Back to the observability dashboard: this is how you answer “what are the top 10 nodes by CPU usage?” across millions of metrics per minute, without maintaining an exact sorted index of every node. The Count-Min Sketch tracks estimated frequencies in fixed memory and the heap tracks the nodes with heaviest CPU usage. An occasional misranking at the boundary is a practical tradeoff to make in return for a query that runs with a tiny memory footprint and low latency.

Not Just a One-Trick Pony

Bloom filters and Count-Min are just two examples. There are sketches for cardinality (HyperLogLog4), quantiles (t-digest5, KLL6), set similarity (MinHash7), and more. Whatever summary statistic you need, there’s likely a sketch for it.

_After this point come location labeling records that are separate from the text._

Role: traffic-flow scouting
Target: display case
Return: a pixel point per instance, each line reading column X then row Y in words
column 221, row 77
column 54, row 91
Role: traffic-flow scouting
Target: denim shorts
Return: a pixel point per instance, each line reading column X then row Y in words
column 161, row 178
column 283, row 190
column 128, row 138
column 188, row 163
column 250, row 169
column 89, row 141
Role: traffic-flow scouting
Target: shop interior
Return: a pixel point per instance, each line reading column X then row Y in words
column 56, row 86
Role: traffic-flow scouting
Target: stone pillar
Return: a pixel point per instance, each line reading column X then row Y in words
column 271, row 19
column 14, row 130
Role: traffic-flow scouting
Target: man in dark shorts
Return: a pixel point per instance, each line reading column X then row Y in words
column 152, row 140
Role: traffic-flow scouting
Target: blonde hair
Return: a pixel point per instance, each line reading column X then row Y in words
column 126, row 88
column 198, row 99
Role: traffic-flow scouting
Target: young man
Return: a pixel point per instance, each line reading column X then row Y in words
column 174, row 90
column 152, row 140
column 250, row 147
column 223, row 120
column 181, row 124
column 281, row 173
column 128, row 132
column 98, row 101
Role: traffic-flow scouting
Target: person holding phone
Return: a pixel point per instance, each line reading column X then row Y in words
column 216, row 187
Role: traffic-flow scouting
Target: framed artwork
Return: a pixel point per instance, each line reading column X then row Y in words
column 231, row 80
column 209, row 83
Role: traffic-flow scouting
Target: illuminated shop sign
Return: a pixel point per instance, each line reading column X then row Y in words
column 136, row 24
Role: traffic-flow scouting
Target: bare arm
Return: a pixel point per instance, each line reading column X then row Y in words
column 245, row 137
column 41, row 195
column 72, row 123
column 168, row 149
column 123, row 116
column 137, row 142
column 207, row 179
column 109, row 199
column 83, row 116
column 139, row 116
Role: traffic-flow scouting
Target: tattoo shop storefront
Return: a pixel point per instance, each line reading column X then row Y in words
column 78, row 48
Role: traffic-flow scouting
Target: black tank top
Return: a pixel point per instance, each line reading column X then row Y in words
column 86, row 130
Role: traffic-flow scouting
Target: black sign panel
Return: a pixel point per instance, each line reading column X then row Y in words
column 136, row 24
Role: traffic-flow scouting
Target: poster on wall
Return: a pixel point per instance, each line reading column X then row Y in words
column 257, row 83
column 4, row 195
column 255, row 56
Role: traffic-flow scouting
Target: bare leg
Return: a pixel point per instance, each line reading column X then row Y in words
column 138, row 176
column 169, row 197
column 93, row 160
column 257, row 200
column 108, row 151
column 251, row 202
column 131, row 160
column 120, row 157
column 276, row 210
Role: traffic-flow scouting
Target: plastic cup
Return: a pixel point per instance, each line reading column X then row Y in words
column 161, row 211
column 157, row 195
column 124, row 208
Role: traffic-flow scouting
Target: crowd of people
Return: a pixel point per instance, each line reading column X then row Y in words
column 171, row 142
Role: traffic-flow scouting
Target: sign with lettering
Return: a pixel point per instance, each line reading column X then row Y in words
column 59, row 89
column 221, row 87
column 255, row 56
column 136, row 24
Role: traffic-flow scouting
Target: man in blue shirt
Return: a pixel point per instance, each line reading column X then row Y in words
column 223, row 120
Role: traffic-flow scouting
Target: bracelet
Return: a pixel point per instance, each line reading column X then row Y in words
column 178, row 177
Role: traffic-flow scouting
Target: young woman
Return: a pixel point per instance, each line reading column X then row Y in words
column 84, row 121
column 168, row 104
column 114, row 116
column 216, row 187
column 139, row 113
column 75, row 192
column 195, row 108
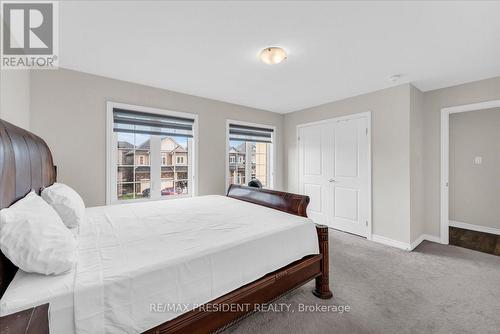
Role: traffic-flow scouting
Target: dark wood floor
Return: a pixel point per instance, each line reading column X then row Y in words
column 480, row 241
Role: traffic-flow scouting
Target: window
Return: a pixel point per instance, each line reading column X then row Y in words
column 143, row 145
column 249, row 154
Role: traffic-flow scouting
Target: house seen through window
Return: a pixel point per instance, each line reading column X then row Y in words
column 250, row 154
column 153, row 155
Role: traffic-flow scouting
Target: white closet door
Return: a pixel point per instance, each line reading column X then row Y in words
column 315, row 162
column 349, row 181
column 333, row 172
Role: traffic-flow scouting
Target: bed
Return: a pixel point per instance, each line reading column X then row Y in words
column 160, row 267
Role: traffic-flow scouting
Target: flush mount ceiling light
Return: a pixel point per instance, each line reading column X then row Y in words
column 395, row 77
column 272, row 55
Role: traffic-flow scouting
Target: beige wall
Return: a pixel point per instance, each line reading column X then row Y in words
column 15, row 97
column 390, row 153
column 478, row 91
column 417, row 226
column 69, row 112
column 475, row 189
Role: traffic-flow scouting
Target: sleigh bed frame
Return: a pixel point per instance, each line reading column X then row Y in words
column 26, row 164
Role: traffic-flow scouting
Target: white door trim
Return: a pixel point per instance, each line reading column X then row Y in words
column 368, row 116
column 445, row 157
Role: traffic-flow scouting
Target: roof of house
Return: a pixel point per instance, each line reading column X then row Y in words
column 147, row 145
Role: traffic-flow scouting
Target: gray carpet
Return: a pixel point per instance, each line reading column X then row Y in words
column 434, row 289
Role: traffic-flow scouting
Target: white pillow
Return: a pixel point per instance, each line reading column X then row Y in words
column 67, row 203
column 35, row 239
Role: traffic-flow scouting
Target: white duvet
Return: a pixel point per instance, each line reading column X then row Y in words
column 186, row 251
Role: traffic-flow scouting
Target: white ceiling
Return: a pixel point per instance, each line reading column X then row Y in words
column 336, row 49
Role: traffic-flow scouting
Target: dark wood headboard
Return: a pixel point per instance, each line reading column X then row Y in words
column 25, row 164
column 279, row 200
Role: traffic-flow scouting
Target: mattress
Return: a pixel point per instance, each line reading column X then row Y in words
column 136, row 259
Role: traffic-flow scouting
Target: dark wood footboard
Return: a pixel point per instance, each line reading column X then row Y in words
column 279, row 200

Beyond the Bloom Filter and Count-Min Sketch

The Bloom filter and Count-Min Sketch are two specific instances of a broader family of sketches that trade-off a small amount of accuracy for massive gains in efficiency. The same idea we’ve discussed above extends to other kinds of queries and analytics. The HyperLogLog sketch can estimate cardinality i.e. “how many distinct animals did you see today?”, while KLL and t-digest can estimate percentiles such as “what was the median sighting duration in the safari”. Whatever aggregate analytics your pipeline needs, there is almost certainly a sketch for it.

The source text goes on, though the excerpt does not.